SUSTAINABILITY AT WIS

We believe environmental stewardship is the responsibility of every citizen of the world. As a school, we support sustainability and hope to foster this consciousness in our students.

Sustainable efforts at WIS include:

• Investment in renewable energy credits commensurate with 100% of WIS's power use. The RECs support demand for new, clean, wind power. 
• A green roof on the extension of our Primary School completed in 2011, which improves thermal performance and reduces surface runoff.
• Geothermal power for our historic Mansion, on the Tregaron Campus.
• Interior storm sashes to increase energy efficiency of the Mansion's historic windows.
• Le Centre Brown, completed in summer 2025 and meeting LEED Gold Certification.
• A recycling and composting program, incorporating student involvement.

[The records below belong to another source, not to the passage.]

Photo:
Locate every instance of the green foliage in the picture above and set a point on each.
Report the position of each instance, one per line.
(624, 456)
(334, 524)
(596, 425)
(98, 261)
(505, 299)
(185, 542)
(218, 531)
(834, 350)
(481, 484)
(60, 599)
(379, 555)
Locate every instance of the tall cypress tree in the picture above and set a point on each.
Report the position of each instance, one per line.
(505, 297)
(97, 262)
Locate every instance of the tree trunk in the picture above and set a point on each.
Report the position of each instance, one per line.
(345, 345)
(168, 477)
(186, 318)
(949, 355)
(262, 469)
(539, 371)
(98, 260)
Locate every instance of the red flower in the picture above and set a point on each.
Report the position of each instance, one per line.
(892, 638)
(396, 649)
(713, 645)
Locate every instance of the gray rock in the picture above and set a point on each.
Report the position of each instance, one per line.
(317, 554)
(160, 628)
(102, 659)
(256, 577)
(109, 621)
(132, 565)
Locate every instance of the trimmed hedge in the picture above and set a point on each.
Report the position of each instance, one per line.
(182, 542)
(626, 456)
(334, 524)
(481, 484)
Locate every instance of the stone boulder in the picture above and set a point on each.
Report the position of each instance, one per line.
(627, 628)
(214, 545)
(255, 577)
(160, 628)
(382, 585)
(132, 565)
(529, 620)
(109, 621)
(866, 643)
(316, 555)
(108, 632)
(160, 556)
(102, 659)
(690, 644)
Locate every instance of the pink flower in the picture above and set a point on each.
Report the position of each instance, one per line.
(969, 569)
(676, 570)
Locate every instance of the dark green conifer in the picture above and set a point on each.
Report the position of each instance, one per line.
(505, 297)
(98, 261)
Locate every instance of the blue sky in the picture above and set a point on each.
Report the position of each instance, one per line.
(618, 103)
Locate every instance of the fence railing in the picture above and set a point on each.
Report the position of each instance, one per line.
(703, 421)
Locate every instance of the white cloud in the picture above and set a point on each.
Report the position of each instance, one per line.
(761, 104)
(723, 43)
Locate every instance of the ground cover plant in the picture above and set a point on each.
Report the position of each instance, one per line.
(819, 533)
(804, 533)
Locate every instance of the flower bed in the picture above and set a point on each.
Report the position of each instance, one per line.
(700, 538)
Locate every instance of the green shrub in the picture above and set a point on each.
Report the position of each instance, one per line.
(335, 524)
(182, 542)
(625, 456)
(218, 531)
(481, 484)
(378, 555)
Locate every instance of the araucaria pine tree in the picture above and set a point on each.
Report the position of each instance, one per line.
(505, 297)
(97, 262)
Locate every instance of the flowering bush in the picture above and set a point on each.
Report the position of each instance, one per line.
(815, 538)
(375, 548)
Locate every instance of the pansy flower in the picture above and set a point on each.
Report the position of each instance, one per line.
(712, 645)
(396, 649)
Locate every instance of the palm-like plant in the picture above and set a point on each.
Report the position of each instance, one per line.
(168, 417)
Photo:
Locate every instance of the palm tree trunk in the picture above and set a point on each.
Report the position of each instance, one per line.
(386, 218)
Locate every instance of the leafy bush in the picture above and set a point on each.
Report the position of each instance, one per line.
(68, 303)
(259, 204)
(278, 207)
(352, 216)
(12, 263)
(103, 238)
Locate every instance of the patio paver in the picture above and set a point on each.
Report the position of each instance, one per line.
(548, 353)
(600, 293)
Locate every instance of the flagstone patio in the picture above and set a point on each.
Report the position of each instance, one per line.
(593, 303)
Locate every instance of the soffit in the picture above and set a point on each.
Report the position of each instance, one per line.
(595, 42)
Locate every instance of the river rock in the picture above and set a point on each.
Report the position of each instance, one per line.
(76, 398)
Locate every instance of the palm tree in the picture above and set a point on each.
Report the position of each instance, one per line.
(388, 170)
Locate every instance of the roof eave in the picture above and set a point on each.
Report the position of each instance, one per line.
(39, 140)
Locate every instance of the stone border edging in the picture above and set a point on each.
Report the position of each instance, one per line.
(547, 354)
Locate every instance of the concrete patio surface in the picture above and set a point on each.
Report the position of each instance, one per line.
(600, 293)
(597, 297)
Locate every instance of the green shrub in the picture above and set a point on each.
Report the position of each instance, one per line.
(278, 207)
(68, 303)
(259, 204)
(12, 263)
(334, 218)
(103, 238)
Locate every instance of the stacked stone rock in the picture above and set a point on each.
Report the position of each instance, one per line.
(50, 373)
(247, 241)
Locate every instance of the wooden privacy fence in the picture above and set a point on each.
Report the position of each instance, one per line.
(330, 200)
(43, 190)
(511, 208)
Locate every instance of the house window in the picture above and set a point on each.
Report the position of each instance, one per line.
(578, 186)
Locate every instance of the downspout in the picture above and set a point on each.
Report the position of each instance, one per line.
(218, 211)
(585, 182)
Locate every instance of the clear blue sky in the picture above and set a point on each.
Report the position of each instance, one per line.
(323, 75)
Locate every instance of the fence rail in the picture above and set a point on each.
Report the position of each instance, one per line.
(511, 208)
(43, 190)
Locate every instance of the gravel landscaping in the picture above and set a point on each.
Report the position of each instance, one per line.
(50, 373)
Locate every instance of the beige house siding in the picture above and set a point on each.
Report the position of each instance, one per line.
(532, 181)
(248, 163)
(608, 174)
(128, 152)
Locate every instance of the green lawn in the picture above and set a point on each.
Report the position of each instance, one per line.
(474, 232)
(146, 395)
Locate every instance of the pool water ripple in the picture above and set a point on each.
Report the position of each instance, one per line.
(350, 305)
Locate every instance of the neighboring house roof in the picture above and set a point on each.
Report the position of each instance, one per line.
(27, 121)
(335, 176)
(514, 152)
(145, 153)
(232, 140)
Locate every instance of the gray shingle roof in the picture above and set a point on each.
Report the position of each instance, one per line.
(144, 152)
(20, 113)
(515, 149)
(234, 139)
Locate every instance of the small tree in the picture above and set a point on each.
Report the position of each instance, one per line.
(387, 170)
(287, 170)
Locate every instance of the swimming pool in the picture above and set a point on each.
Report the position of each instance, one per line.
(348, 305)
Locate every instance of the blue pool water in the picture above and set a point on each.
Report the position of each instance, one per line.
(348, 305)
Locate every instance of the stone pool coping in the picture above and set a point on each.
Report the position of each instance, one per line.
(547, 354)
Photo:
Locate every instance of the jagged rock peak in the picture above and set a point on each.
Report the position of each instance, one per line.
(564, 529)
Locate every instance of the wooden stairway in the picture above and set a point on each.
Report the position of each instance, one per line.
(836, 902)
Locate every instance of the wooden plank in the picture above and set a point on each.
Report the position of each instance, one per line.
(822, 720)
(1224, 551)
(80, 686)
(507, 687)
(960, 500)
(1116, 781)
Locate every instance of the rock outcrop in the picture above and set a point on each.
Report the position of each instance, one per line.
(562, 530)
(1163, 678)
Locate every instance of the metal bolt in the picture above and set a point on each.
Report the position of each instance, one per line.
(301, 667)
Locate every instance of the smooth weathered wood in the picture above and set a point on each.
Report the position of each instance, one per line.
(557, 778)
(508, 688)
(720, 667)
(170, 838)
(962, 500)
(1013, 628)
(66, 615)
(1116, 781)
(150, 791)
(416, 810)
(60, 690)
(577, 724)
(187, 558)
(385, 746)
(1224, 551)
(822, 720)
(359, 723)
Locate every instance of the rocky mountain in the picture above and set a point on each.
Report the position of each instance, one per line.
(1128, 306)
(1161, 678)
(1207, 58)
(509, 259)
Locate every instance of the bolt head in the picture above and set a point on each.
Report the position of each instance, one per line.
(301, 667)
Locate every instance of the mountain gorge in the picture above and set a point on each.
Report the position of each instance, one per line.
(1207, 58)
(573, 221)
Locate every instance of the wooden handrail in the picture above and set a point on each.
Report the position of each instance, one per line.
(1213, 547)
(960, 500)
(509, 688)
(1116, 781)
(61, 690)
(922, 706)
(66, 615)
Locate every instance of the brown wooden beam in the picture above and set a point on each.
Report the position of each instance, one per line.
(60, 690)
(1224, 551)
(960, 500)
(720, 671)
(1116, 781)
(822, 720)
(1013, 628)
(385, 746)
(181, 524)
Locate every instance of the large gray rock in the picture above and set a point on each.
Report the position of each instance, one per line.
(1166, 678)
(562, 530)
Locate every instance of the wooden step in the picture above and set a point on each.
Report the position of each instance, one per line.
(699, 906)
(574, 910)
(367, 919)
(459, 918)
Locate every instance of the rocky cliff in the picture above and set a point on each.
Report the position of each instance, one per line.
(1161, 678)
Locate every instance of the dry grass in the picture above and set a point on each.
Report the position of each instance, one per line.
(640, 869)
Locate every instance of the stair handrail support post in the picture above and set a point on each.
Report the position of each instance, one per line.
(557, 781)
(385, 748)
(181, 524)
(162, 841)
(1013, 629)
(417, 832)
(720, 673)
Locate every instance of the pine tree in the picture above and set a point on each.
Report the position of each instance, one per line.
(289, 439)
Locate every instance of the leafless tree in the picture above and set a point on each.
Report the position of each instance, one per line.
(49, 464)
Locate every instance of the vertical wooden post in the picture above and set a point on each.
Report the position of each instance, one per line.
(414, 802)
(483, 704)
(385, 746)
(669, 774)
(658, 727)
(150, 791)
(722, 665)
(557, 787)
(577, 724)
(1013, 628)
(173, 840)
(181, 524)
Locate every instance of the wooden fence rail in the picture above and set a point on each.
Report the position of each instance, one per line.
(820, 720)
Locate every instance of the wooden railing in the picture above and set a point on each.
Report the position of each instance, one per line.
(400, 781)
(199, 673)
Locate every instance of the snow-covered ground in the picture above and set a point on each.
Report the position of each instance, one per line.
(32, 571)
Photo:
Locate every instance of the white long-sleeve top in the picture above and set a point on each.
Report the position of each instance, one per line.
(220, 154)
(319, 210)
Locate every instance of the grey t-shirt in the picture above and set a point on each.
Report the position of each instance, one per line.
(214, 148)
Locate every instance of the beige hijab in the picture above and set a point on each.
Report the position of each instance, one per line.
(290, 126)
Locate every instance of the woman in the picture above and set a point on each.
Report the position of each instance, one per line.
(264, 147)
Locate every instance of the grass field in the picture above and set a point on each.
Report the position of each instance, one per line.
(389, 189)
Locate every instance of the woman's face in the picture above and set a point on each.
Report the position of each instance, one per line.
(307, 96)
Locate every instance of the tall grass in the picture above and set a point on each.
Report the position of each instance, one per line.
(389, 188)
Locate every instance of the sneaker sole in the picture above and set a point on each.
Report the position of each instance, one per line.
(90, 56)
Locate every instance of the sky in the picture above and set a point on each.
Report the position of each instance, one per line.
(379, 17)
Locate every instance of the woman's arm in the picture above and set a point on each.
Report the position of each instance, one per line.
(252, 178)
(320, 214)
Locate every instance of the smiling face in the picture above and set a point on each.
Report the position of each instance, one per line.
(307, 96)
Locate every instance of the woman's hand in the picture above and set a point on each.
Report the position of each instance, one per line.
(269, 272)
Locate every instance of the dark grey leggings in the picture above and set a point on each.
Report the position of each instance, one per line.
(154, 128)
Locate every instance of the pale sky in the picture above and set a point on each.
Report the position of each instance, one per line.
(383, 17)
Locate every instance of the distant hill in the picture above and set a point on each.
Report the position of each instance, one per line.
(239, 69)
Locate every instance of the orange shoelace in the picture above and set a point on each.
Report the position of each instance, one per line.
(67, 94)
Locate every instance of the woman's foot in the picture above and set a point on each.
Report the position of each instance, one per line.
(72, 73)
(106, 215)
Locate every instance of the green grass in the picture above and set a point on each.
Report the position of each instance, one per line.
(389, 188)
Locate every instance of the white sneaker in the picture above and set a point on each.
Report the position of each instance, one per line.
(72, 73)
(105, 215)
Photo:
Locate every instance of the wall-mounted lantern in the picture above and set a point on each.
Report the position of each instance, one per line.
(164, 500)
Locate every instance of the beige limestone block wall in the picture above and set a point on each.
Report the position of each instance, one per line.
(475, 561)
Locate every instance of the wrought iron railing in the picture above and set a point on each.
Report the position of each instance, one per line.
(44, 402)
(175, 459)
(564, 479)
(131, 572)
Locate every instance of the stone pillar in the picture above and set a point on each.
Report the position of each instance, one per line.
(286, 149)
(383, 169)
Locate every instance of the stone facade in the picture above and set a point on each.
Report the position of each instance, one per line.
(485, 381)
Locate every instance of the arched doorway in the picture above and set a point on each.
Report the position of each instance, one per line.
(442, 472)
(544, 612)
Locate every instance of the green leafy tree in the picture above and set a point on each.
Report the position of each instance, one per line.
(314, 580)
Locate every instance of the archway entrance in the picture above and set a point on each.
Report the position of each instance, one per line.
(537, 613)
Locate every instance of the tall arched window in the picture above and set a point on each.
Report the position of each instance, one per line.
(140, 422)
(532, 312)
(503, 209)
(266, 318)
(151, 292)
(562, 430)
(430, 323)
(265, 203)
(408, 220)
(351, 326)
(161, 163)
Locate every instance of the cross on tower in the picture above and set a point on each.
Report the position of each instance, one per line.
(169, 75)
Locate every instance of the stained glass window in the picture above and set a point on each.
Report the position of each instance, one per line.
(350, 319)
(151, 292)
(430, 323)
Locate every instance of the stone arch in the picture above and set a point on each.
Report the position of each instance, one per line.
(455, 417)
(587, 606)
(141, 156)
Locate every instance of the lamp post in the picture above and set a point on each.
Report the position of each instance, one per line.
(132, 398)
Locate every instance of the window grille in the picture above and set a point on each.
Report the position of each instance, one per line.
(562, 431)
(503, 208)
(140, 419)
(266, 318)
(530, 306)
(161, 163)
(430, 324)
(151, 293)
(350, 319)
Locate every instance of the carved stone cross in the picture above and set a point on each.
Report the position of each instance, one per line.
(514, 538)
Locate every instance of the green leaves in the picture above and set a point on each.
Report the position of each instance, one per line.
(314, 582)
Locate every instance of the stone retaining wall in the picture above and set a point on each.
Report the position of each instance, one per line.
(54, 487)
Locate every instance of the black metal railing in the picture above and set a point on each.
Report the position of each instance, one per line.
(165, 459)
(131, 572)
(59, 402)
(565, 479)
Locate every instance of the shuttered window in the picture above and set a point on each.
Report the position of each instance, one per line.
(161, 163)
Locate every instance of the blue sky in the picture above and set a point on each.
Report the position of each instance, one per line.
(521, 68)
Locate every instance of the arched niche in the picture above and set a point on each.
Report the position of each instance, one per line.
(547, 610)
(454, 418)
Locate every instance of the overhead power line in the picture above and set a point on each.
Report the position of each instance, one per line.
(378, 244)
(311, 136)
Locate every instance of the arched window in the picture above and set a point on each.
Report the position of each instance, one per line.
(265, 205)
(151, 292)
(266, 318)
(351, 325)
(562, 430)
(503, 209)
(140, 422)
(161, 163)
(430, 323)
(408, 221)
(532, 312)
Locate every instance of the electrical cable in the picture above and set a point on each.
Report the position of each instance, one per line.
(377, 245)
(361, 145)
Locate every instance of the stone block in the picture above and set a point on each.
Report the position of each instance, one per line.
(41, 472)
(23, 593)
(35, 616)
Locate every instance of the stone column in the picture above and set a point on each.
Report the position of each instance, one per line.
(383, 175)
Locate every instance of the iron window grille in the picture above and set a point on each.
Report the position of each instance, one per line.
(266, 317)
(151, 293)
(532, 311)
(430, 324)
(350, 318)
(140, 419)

Le Centre Brown (WIS Science + Building) LEED Certification Details:

This building has been designed and built to meet LEED Gold standards. Here are some of the building’s features that help contribute to environmental sustainability.

SUSTAINABLE SITES

• The building has green roof areas as well as bioretention facilities at the ground level to capture rainwater runoff at the site.  These storage and infiltration facilities allow the site to more closely mimic the natural hydrology of the area and retain runoff for the 85th percentile storm.
• The project has a four-square garden that provides open space. Additional garden and landscaped areas are scattered throughout the project and include a diversity of vegetation types and species. Extensive green roofs totaling 3,148 sf are located on top of the building.  The site’s landscaping is primarily made up of native plants.

WATER EFFICIENCY

• The project will reduce indoor water consumption by 30.56% compared to the LEED baseline through the use of water-efficient plumbing fixtures.  Efficient plumbing fixtures result in an estimated 112,810 gallons of water saved per year compared to the LEED baseline. Plumbing fixture flow rates are below:
  • Lavatory faucets – 0.5 gallon per minute
  • Toilets – 1.28 gallon per flush
  • Kitchen Faucets – 1.5 gallon per minute
  • Urinals – 0.125 gallons per flush
• The landscape design includes drip and rotor irrigation systems which results in 71% water use reduction compared to the LEED baseline. The landscape design also increases water efficiency due to the use of native plants for most of the landscaping.

ENERGY & ATMOSPHERE

• The project has been designed to meet and exceed ASHRAE 90.1-2010 energy standards. A whole building energy model was developed to determine the building’s energy performance and savings. The projected energy savings are 30.7% in energy cost compared to the ASHRAE 90.1-2010 baseline. Energy efficiency measures are below:
  • Lighting design is 21% more efficient than the ASHRAE 90.1 baseline;
  • HVAC system uses efficient water source heat pumps;
  • Demand-control ventilation that reduces the ventilation supply based on occupancy;
  • Energy Star certified foodservice equipment is installed in the school kitchen;
  • A 75 kW solar photovoltaic system has been installed for the project which saves approximately 88,000 kWh of energy per year.

MATERIALS & RESOURCES

• The project implemented a construction waste management plan during construction to recycle or otherwise divert materials from disposal.  The project diverted a total of 754 tons of material from disposal. 
• The school has a composting service which collects all of the food waste generated at the site.  Composting collection bins are located in the school’s kitchen, cafeteria and in the gallery.
• A life cycle analysis was conducted for the building structure and enclosure materials which found that the building’s materials have reduced life cycle impact compared to the LEED baseline.  These impact reductions were mostly driven by use of concrete with an increased amount of slag rather than conventional cementitious material.  Life cycle impact reductions are summarized as follows:
  • GHG emissions were reduced by 19.8% compared to the baseline;
  • Eutrophication impacts were reduced by 17%;
  • Non-renewable energy use was reduced by 11%.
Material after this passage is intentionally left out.